The argument has its roots in a questionnaire on Connecticut’s state health insurance exchange website. This questionnaire includes an optional question asking applicants whether they are pregnant. If an applicant hovers her mouse over the question, a tiny bit of text pops up explaining that “Unborn children are counted as members of [a pregnant woman’s] household, so this information helps determine if she is eligible for help with health care costs. Medicaid also has rules to help pregnant women.”

Abortion foes have cited this pop-up line of text—first noticed by Simcha Reuven, a member of the conservative group Family Institute of Connecticut Action—to argue that “counting unborn children” is inconsistent with a law that they claim uses government money to subsidize abortions. “It’s ironic that some exchanges are counting unborn children for certain purposes when the entire Obamacare law is structured to increase access to abortion,” Susan Muskett, legislative counsel for the National Right to Life Committee, told One News Now last week.

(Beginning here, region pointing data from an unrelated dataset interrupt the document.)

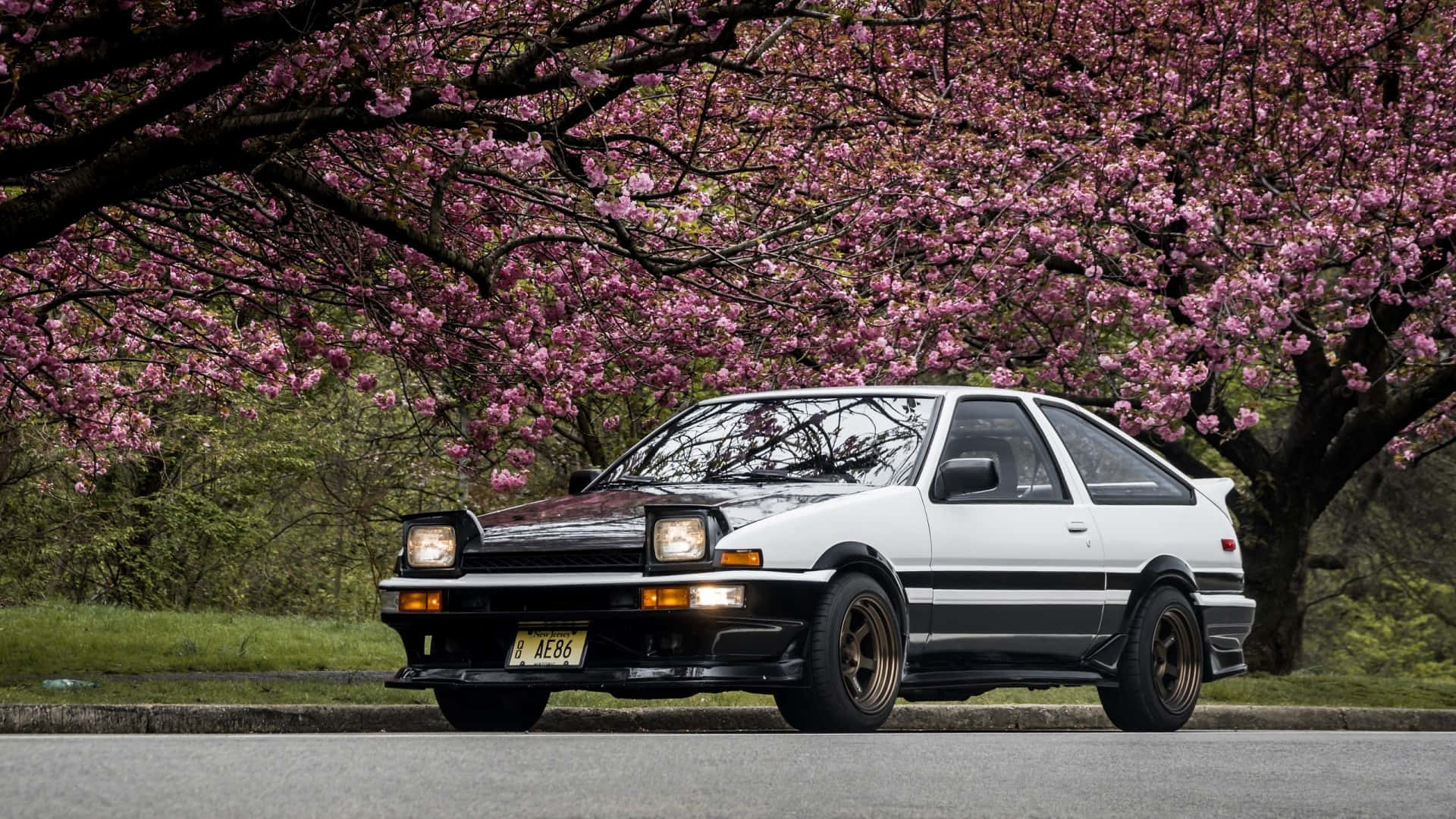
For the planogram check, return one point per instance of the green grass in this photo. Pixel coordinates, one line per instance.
(91, 642)
(55, 639)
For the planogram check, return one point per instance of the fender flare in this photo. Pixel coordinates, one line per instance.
(1163, 570)
(862, 557)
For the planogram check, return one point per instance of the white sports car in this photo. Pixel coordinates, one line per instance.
(837, 548)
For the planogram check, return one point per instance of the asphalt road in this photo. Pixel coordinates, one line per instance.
(691, 776)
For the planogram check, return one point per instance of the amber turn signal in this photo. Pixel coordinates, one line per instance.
(421, 601)
(664, 598)
(743, 558)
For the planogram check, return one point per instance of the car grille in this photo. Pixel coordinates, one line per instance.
(580, 560)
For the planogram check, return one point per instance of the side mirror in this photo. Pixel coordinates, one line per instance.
(579, 480)
(965, 475)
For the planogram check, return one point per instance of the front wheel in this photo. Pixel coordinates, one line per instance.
(852, 665)
(1161, 670)
(491, 710)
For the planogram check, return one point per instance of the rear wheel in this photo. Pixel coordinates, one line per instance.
(491, 710)
(1161, 670)
(854, 662)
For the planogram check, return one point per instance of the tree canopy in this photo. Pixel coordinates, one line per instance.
(1194, 215)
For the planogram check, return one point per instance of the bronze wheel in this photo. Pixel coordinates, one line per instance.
(864, 639)
(1175, 661)
(1161, 670)
(852, 661)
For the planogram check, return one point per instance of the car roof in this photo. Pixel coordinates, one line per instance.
(928, 391)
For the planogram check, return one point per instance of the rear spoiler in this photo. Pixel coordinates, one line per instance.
(1218, 491)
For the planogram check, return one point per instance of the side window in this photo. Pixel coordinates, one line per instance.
(1111, 469)
(1002, 431)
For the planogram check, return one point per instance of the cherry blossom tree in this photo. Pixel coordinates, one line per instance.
(1228, 224)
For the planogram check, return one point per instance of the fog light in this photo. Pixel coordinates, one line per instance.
(715, 596)
(664, 598)
(750, 558)
(421, 601)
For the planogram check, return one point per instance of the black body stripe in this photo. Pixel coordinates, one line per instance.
(993, 618)
(1209, 582)
(916, 579)
(921, 618)
(1005, 580)
(1122, 580)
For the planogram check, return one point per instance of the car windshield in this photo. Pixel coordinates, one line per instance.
(862, 439)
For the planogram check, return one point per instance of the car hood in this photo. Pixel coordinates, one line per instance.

In reality, the Affordable Care Act does not subsidize abortions. (Its free contraception provision may even reduce abortions.) President Obama signed an executive order in 2010 prohibiting the Affordable Care Act from using tax dollars to pay for abortions. And the pop-up text on Connecticut’s health insurance exchange website is easily explained: Obamacare was drafted with heavy subsidies for pregnancy care in a bid to appease opponents of legal abortion. So under the law, a pregnant woman who intends to carry her pregnancy to term may qualify for substantial financial assistance for neonatal care. A pregnant woman who intends to get an abortion, won’t. To sort out women’s plans, state health care exchanges simply ask.